Sylaba akustyczna = model sylaby, w którym dystrybucja segmentów w obrębie sylaby skorelowana jest z pewnymi własnościami tych segmentów. Język polski również należy do akustycznego modelu sylab, pomimo jedynej relatywnej opozycji jaką jest /V/ vs. /C/.
Rodzaj sylaby CV przyjmuje się za uniwersalną. Dlatego, z tak częstym występowaniem typu CV powstała teoria, że „w strukturze głębokiej dominującym elementem jest spółgłoska, a samogłoska jest jedynie jej nośnikiem wokalicznym, umożliwiającym produkcję i rozpoznane spółgłoski, niezależnie od tego, czy samogłoska pełni tu funkcję fonologiczną czy nie”. Spółgłoska więc tworzy sylabę, a samogłoska formuje ją, czyli udziela identyfikacji spółgłoski. Nie da się mówić o tej sytuacji, gdy samogłoska również sprawuje funkcję fonologiczną. Występują tymczasem języki, które posiadają sylaby składające się jedynie z segmentów spółgłoskowych, nawet całe wyrazy, które składają się tylko i wyłącznie z pojedynczych bezdźwięcznych obstruentów. Takiego typu sylaby, wbrew ogólnemu przekonaniu, występują także w językach słowiańskich, w języku polskim, to dość częste zjawisko. „Ma to miejsce w wolnej, dobitnej realizacji, najczęściej w ostatnim wyrazie frazy z kadencją, lub w partii tekstu podkreślonej intonacyjnie czy też w szczególnym nacechowaniu emocjonalnym.
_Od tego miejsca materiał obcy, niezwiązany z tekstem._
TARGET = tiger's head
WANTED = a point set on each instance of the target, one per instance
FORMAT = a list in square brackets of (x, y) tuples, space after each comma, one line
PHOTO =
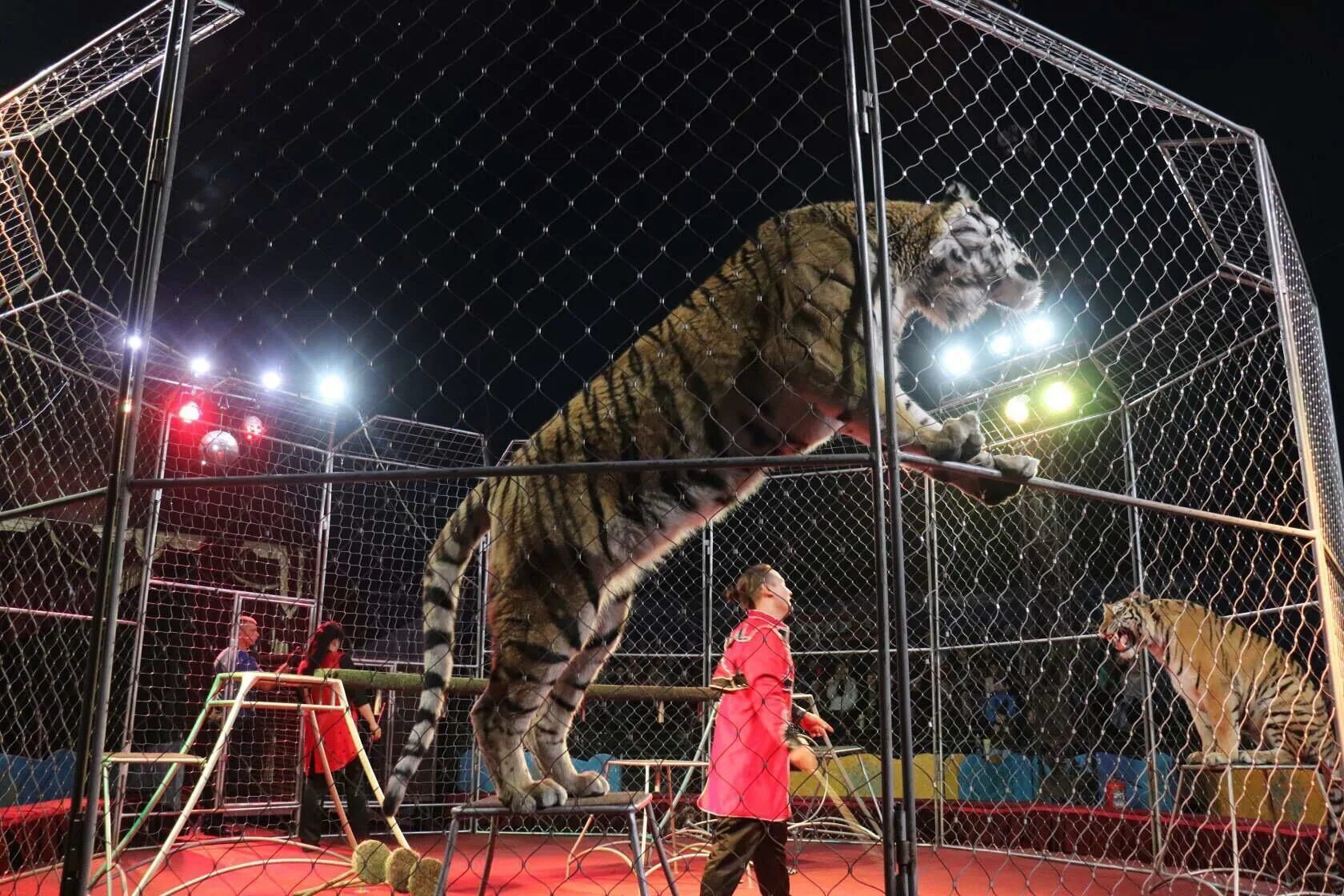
[(970, 262), (1128, 625)]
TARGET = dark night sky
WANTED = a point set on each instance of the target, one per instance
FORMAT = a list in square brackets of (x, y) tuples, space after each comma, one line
[(1269, 66)]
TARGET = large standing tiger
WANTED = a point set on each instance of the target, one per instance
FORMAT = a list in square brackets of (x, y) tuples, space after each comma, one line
[(765, 359), (1241, 688)]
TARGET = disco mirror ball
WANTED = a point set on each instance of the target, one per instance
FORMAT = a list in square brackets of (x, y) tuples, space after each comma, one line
[(219, 448)]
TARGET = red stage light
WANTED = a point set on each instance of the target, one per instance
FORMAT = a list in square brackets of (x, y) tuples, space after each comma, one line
[(189, 413)]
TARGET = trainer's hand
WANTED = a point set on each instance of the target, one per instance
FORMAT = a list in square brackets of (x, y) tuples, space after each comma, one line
[(814, 726)]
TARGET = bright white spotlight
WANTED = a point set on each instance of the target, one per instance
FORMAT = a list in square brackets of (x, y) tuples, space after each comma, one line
[(331, 389), (1058, 397), (956, 360), (1000, 344), (1039, 330)]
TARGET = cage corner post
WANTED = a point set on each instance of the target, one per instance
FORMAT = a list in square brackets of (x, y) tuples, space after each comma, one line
[(148, 550), (1314, 421), (82, 820)]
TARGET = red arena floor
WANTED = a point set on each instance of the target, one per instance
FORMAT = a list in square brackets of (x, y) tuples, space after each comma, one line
[(529, 866)]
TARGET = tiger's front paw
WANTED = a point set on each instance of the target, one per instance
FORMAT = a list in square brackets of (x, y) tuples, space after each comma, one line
[(1016, 469), (958, 439)]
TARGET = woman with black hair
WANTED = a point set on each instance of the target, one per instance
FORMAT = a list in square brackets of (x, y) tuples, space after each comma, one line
[(324, 652)]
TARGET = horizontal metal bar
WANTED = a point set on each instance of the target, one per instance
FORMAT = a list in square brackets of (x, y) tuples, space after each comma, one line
[(1043, 430), (217, 589), (1265, 611), (278, 704), (53, 502), (53, 614), (707, 464), (506, 470), (1059, 638), (1242, 277), (1110, 498), (414, 682)]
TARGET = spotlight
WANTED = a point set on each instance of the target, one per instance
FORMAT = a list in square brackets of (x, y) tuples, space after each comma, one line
[(219, 448), (956, 360), (189, 413), (331, 389), (1058, 397), (253, 426), (1039, 330)]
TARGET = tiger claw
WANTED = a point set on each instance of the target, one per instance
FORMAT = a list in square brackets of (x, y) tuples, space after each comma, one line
[(958, 439)]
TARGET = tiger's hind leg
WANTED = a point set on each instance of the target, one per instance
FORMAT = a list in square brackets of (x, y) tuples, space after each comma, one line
[(549, 735), (535, 637)]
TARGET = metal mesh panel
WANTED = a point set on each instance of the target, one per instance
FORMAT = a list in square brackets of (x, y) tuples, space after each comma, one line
[(407, 235), (1164, 379), (73, 144)]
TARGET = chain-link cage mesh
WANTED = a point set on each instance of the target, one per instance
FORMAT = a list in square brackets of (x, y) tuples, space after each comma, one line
[(1162, 375), (403, 237), (73, 142)]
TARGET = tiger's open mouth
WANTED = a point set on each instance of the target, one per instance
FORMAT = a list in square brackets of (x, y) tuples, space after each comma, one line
[(1124, 640)]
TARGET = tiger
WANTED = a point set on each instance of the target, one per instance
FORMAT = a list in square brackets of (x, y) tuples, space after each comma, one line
[(765, 359), (1241, 688)]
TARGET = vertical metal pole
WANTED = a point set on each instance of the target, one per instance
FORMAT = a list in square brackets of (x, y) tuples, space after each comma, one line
[(1328, 589), (706, 605), (1136, 551), (142, 609), (897, 858), (222, 766), (482, 558), (324, 530), (144, 285), (936, 658), (907, 846)]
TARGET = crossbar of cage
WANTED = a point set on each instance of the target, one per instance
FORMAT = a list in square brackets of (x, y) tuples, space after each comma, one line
[(1237, 274), (698, 464), (57, 614), (1019, 642), (1089, 636), (50, 504), (234, 593)]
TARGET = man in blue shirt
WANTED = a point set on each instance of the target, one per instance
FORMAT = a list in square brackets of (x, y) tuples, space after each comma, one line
[(245, 739)]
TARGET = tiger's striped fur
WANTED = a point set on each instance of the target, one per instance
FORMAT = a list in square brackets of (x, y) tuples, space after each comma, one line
[(1241, 688), (766, 358)]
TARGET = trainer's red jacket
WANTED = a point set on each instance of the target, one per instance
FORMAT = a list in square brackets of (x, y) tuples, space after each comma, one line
[(749, 762), (331, 731)]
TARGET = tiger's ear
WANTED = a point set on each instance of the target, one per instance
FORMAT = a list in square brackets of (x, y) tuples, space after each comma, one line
[(958, 192)]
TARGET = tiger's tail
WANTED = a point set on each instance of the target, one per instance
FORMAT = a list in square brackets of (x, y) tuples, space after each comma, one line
[(441, 587), (1332, 781)]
Wzmacnia się wówczas słaba junktura między proklityką związaną i wyrazem ortotonicznym i proklityka jest realizowana jako odrębny wyraz”. W momencie, gdy proklityka złożona jest z pojedynczej spółgłoski, staje się ona zgłoskotwórcza.
FONOLOGICZNY MODEL SYLABY W JĘZYKU POLSKIM
Fonologiczny model sylaby zazwyczaj ustala się na podstawie badania nagłosowych i wygłosowych grup spółgłoskowych.
„Wobec braku specjalnych ograniczeń w łączliwości segmentów spółgłoskowych i dopuszczalności sylab dwuszczytowych (tj. z niezgłoskotwórczymi wzmocnieniami intensywności na stokach sylaby), fonologiczny model polskiej sylaby jest bardzo prosty”:
(C) * V(C)*
* = element typu C może wystąpić na stoku wiele razy
( ) = C jest elementem fakultatywnym
V = jest elementem obligatoryjnym, choć zdarzają się sylaby typu: [ Cₔ] /C/ - są tymczasem wynikiem transformacji modelu, który spełnia tu rolę odniesienia:
/C/ (->) [Cₔ] / /#_#ø/
W języku polskim maksymalna liczba segmentów typu C, występująca na początku i na końcu sylaby, wynosi 5. Wobec tego, w polszczyźnie junktura może wystąpić wewnątrz sylaby, nawet gdy w wolnej wykonaniu nie ustępuje redukcji.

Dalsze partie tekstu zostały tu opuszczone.